11/02/08 22:06:41
「ねえ、○○くんってさ、サッカー、興味ある?」
「…は?」
別に嫌いなわけではない。でも、だからといって自分から見に行こうと思ったこともない。それって興味があるのかないのか、
自分でもよく分からない…と内心思っていたら、
「実はさあ、知り合いがオレンジキッカーズのチケットくれたんだけど、一緒に行く予定だった友達が熱出しちゃってさぁ…」
「はぁ…」
「で、××くん、興味あるかな、って…よかったら一緒に行かない?」
オレンジキッカーズとは、この街にあるサッカーチームの名前だ。国内のトップリーグから数えて三部リーグのチームである。

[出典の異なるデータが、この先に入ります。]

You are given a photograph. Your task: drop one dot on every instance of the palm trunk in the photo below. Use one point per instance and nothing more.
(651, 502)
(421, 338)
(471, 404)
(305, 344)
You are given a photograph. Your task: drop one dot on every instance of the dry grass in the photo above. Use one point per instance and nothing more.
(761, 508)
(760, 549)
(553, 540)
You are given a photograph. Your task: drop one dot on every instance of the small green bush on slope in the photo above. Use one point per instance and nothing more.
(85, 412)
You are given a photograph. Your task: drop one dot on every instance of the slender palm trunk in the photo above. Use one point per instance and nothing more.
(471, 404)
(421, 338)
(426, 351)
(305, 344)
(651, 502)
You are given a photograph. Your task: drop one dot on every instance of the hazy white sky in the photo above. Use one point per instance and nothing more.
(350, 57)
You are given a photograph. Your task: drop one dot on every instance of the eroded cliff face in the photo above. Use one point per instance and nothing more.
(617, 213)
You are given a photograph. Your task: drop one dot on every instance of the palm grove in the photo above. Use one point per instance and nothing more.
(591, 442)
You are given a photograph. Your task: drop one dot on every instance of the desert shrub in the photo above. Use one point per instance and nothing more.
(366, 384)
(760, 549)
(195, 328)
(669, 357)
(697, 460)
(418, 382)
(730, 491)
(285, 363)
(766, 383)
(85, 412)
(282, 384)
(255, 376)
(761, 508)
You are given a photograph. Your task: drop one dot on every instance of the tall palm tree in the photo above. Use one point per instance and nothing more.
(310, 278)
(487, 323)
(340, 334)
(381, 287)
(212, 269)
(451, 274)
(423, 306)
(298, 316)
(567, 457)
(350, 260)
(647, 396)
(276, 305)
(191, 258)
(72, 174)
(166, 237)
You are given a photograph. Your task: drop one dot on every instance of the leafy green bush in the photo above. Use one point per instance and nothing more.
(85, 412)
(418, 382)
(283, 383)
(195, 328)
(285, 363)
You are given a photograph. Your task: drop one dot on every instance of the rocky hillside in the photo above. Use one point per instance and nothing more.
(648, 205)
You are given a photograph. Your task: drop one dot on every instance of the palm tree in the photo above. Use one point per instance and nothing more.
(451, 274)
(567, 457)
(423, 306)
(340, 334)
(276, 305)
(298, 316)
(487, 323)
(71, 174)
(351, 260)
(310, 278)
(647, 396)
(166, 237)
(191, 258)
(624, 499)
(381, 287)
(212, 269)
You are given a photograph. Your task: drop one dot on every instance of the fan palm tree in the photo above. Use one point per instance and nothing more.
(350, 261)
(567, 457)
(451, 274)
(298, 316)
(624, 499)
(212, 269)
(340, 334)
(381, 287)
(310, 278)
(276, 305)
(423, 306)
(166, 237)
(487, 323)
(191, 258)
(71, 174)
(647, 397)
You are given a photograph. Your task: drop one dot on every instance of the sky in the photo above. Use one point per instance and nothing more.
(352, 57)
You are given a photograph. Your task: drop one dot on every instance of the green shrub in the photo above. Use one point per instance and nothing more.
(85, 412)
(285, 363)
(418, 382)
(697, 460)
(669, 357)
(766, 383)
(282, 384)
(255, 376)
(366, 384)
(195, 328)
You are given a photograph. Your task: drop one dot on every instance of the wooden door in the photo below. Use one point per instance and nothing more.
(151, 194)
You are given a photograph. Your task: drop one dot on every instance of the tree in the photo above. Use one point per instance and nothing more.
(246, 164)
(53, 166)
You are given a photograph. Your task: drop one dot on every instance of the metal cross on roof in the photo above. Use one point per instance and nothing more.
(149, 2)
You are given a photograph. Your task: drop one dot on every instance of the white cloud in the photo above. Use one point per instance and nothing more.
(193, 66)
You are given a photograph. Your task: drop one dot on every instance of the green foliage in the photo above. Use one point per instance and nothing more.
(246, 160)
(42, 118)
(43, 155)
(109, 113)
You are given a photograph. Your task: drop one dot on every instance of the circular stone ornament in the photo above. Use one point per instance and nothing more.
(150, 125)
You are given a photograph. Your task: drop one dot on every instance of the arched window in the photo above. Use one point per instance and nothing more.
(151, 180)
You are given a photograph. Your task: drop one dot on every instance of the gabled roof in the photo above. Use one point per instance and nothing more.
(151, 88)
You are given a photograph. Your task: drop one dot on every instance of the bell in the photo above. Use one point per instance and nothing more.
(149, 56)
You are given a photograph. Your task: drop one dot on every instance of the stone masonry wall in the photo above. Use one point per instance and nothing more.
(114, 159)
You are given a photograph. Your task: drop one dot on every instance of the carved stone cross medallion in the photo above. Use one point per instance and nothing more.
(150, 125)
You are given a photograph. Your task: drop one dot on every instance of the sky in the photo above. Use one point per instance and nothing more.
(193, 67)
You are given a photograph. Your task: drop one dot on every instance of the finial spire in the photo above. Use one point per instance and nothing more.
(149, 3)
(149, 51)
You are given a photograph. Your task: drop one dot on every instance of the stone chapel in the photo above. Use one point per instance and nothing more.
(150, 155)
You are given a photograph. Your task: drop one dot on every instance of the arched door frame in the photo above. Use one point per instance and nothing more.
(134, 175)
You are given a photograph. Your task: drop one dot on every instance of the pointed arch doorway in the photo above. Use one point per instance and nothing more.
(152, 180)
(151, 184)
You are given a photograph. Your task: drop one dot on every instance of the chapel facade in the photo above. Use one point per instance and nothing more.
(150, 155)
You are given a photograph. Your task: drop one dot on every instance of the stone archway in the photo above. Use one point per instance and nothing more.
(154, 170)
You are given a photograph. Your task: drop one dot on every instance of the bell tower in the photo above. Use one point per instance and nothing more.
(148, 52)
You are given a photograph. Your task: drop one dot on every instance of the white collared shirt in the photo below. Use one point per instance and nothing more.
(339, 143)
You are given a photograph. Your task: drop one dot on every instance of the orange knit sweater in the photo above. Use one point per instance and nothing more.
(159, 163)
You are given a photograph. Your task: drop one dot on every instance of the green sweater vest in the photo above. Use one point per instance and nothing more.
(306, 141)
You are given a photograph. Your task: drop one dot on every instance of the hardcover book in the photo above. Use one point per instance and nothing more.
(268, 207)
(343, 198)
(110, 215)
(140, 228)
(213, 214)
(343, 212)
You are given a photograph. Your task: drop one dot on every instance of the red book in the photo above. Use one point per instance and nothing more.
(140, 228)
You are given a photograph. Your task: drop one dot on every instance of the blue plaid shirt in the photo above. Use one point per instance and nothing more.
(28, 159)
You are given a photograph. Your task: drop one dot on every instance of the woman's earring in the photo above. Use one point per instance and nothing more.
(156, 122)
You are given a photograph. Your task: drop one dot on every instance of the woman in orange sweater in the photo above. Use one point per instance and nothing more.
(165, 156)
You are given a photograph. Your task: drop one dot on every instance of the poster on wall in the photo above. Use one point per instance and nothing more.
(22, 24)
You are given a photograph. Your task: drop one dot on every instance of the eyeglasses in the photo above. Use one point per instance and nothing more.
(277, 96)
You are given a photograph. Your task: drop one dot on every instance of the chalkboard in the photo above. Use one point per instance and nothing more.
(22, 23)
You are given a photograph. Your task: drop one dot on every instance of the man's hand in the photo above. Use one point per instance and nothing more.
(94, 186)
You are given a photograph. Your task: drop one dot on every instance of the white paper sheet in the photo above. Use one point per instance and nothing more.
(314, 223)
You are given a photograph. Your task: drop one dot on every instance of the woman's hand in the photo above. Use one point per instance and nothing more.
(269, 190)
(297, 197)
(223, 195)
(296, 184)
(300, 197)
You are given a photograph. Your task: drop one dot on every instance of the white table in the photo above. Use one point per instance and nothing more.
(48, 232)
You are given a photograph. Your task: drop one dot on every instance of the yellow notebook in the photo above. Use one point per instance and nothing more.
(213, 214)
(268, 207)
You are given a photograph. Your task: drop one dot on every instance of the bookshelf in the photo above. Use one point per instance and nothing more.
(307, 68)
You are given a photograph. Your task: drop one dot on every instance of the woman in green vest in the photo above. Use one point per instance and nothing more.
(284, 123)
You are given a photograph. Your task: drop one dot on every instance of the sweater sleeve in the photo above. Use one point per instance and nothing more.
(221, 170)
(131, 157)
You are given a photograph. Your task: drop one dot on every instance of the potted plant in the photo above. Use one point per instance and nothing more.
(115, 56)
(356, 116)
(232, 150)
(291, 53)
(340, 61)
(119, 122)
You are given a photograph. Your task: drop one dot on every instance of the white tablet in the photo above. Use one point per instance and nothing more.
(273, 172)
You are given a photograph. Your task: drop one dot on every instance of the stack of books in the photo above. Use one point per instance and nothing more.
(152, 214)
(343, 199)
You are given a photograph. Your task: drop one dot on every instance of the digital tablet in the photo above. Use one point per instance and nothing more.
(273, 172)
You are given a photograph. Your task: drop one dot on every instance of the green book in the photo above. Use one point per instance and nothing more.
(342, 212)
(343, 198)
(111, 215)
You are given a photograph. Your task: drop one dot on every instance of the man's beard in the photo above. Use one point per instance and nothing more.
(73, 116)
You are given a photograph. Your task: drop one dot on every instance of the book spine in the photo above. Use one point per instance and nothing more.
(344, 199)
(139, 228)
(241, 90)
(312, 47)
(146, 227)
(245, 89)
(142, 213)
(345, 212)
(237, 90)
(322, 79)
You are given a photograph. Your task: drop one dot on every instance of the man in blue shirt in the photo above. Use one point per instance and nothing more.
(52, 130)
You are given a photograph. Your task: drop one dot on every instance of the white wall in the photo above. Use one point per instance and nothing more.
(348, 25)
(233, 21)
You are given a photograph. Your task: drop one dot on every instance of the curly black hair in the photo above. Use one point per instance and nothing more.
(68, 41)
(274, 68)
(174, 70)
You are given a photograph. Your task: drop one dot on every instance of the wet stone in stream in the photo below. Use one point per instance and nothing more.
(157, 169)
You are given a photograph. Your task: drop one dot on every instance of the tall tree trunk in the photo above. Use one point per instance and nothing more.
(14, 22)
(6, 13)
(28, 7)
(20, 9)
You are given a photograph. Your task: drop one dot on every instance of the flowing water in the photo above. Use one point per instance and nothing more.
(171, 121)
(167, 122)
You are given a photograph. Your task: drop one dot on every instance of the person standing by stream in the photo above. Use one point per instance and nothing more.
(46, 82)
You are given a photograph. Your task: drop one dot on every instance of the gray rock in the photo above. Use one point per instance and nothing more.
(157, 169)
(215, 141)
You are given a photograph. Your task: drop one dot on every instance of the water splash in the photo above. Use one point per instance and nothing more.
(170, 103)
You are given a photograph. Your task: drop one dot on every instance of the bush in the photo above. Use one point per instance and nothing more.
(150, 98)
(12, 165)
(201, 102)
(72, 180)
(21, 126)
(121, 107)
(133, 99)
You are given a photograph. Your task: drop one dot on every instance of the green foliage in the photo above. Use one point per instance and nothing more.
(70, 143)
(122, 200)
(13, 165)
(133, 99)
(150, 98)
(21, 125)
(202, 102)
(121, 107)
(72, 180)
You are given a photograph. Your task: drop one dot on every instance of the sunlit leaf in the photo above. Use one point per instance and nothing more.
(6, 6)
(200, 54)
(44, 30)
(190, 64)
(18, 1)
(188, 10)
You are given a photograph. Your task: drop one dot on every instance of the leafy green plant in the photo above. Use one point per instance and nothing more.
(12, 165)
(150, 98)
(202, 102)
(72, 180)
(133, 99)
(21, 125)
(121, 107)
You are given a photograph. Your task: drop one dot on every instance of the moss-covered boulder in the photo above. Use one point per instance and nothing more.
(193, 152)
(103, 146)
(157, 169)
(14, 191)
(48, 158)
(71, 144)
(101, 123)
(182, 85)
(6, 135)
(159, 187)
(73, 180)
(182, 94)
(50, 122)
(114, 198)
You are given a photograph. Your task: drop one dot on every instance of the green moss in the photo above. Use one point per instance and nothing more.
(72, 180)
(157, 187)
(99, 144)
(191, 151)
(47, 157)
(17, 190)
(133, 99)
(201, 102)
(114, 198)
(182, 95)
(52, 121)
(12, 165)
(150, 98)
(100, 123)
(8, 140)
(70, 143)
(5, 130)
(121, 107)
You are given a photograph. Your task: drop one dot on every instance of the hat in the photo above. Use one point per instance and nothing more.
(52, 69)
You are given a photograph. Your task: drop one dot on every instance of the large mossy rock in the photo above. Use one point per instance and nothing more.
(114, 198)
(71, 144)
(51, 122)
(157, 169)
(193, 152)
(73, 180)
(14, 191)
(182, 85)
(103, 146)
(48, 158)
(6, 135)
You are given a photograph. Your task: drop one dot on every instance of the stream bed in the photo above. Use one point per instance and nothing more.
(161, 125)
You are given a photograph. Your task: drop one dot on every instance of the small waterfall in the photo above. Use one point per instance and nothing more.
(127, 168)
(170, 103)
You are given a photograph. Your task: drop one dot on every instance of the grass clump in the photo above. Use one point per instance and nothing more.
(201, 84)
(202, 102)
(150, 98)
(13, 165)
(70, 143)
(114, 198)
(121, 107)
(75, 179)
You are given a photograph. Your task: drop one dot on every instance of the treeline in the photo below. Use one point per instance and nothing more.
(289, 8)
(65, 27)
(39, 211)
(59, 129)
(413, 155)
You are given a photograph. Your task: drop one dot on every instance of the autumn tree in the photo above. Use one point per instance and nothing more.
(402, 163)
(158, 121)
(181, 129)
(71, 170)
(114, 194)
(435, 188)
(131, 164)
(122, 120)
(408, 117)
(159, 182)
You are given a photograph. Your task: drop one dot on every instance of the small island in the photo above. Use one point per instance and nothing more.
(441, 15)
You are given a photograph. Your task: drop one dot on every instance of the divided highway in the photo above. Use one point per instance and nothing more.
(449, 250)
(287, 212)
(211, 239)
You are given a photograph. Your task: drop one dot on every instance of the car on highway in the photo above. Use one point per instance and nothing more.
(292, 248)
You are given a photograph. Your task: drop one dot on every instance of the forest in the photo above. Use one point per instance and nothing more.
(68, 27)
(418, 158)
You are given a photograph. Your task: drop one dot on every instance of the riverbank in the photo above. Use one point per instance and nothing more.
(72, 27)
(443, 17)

聞いた話では来年の二部リーグ昇格に向けて、なかなかいい順位にいるらしい。
考えてみれば、別に断る理由が思い浮かばなかった。まあ、適当にサッカーを見て、あとは矢島さんとあれこれ喋っていればいいか、
と思った。
「分かった。じゃあ、行こう」
「ホント?ありがと!
じゃあ、今度の土曜日のお昼に駅の前で待ち合わせね」
話はとんとん拍子に決まった。そこからもう一盛り上がりしようとしたところに…
『ピー…ピー…ヨウシガキレテイマス』
機械音声が水を差した。やれやれ、何と空気の読めない、話のわからない機械なのだろう…機械なのだから、当たり前か…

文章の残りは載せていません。